The burden of university admission expectations
Throughout my high-school life, I have held a decent academic record, enough to satisfy my parents and not too shabby to feel bad about myself. However, this same record brought with it an unforeseen curse of unrealistic expectations from teachers and peers.
While it is completely fine for teachers to have certain expectations from their students, it becomes toxic when these projected hopes become unrealistic. This usually happens when a particular student reaches above-average academic achievements.
Consequently, teachers expect other students with a similar academic proficiency to attain similar achievements by getting accepted into prestigious institutions abroad or top public universities in the country.
Often, the respect students get from their teachers is dependent upon whether or not the pupil meets their expectations. The fact that not everyone has the economic resources to pursue relevant extracurricular activities or apply to universities abroad is of little importance.
This can be harmful because if a student is not accepted to a prestigious institution, they often break down mentally. Unfortunately, students tie up their ability to succeed with what their teachers and peers project onto them. So, when they fail to meet the overarching expectations of their friends and teachers, they believe that they are simply not good enough for succeeding in anything else.
To rub salt into the wound, your friends getting into top colleges can make matters worse. In such cases, the ones who succeed may socially alienate the ones who were not able to make it to the top.
At that point, imposter syndrome starts to kick in when your friends reach the top while you may be unable to reach the same heights. A quote from the movie 3 Idiots encapsulates this feeling perfectly: "It makes one very sad if a friend fails, but it makes them even sadder if a friend comes first."
But, what can one do to cope with such incidents?
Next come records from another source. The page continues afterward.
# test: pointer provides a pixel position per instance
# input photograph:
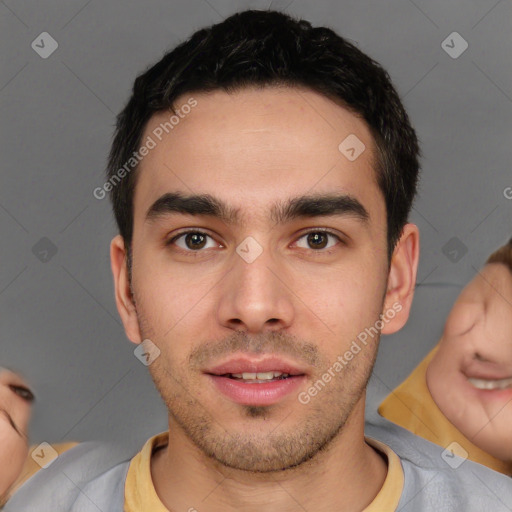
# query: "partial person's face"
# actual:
(470, 377)
(15, 408)
(243, 334)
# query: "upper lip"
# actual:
(486, 371)
(242, 364)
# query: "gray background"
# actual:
(59, 323)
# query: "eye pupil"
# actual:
(314, 238)
(194, 237)
(24, 393)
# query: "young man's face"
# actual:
(214, 306)
(470, 377)
(14, 417)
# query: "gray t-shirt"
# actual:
(90, 477)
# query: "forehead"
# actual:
(493, 281)
(257, 146)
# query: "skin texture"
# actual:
(477, 343)
(15, 412)
(250, 149)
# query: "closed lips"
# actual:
(491, 383)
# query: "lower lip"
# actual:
(256, 394)
(492, 394)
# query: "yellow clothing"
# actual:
(411, 406)
(140, 493)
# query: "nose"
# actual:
(256, 295)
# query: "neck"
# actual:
(346, 476)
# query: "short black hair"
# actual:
(266, 47)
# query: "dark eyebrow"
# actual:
(317, 205)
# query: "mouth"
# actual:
(491, 384)
(257, 383)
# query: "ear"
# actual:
(401, 280)
(123, 295)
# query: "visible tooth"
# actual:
(491, 384)
(265, 375)
(258, 376)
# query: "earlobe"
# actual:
(401, 280)
(123, 294)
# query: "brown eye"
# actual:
(23, 392)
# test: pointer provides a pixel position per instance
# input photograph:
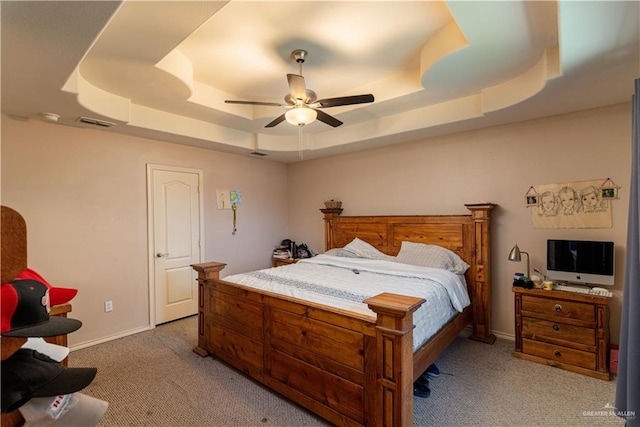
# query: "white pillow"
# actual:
(431, 256)
(366, 250)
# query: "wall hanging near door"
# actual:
(584, 204)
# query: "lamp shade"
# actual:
(301, 116)
(515, 254)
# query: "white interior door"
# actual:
(176, 232)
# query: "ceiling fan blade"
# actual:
(273, 104)
(345, 100)
(326, 118)
(297, 87)
(276, 121)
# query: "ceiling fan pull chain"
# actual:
(300, 143)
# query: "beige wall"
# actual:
(83, 195)
(499, 164)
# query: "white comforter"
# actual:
(345, 282)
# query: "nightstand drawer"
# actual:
(559, 308)
(532, 328)
(559, 353)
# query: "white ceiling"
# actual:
(162, 69)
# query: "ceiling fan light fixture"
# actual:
(301, 116)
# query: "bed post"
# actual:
(329, 215)
(480, 215)
(206, 271)
(394, 354)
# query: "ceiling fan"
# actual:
(304, 105)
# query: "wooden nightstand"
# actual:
(278, 262)
(563, 329)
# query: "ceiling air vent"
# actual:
(95, 122)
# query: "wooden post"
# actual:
(480, 213)
(394, 330)
(206, 271)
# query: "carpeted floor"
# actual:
(154, 379)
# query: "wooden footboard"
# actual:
(349, 369)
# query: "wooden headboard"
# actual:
(466, 235)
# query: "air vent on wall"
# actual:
(95, 122)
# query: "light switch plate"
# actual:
(222, 196)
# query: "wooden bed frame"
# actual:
(349, 369)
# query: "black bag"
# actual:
(302, 251)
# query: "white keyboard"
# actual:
(583, 290)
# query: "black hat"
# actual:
(27, 374)
(25, 311)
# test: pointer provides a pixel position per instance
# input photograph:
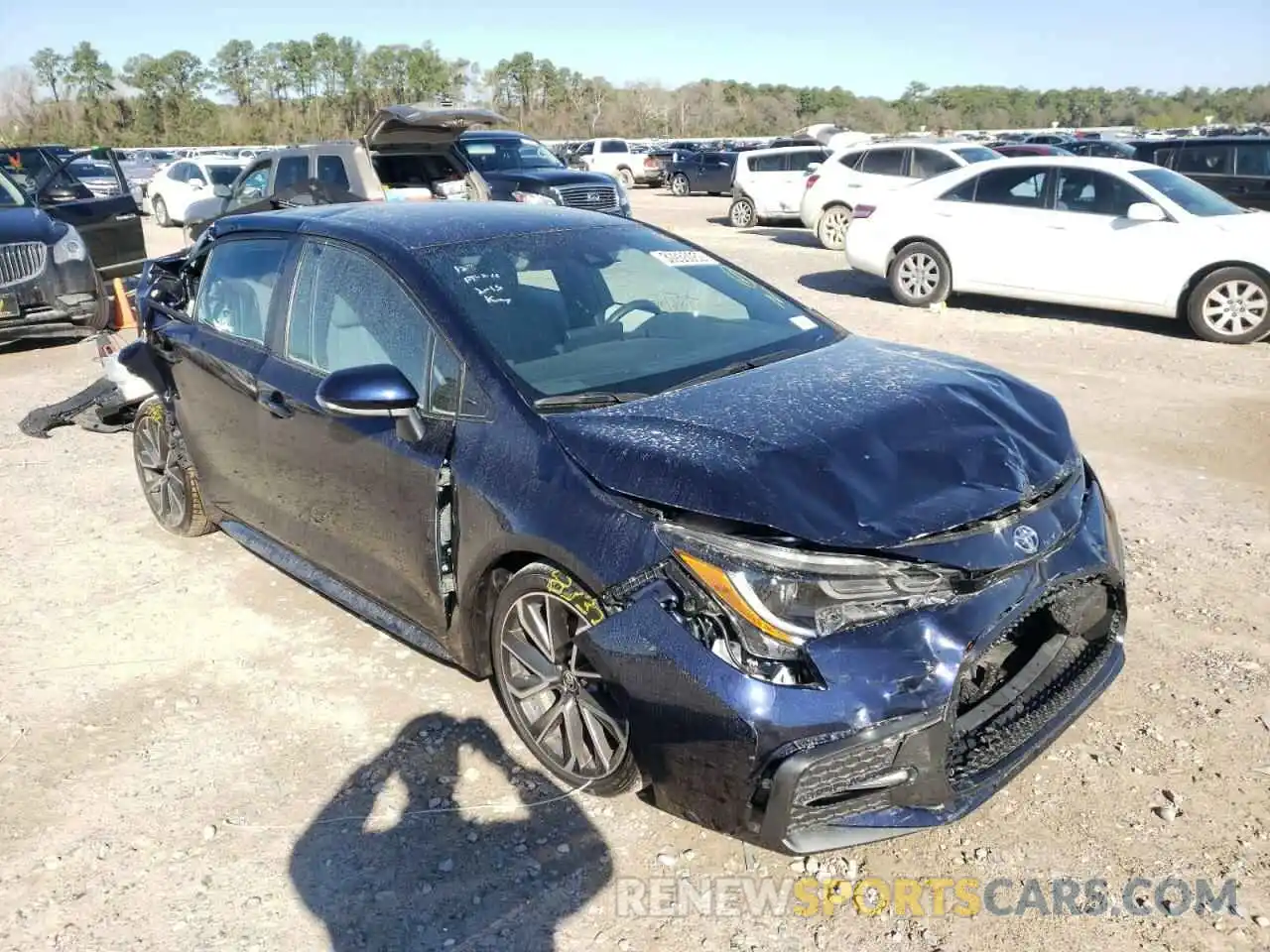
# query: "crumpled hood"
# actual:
(28, 225)
(861, 444)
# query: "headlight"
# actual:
(532, 198)
(779, 598)
(70, 248)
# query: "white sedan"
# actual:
(186, 181)
(1093, 232)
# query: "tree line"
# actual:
(329, 86)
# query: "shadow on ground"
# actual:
(846, 282)
(444, 875)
While it may seem very difficult to deal with, the truth is external expectations should not make us concerned. Most of the time, their expectations are not what we expect from ourselves but rather their presumptions about us. This means that their projections are solely their problem and none of yours. Understanding this can ease the discomfort we have about not meeting those inflated expectations.
Additionally, ask yourself what you really want for yourself. Is your wish to study abroad really something you want for yourself or is it because you want to live up to expectations? Do you really wish to leave your family behind for this? Do you really wish to study in a public university, even if the social climate may not be suitable for you? Separate your own thoughts and goals from what people expect from you and you will be able to choose the best course of action for yourself.
Learning to let go of the toxic projections of your friends and teachers is not necessarily fighting those expectations nor resenting them, but rather putting them rightly where they belong: out of your head!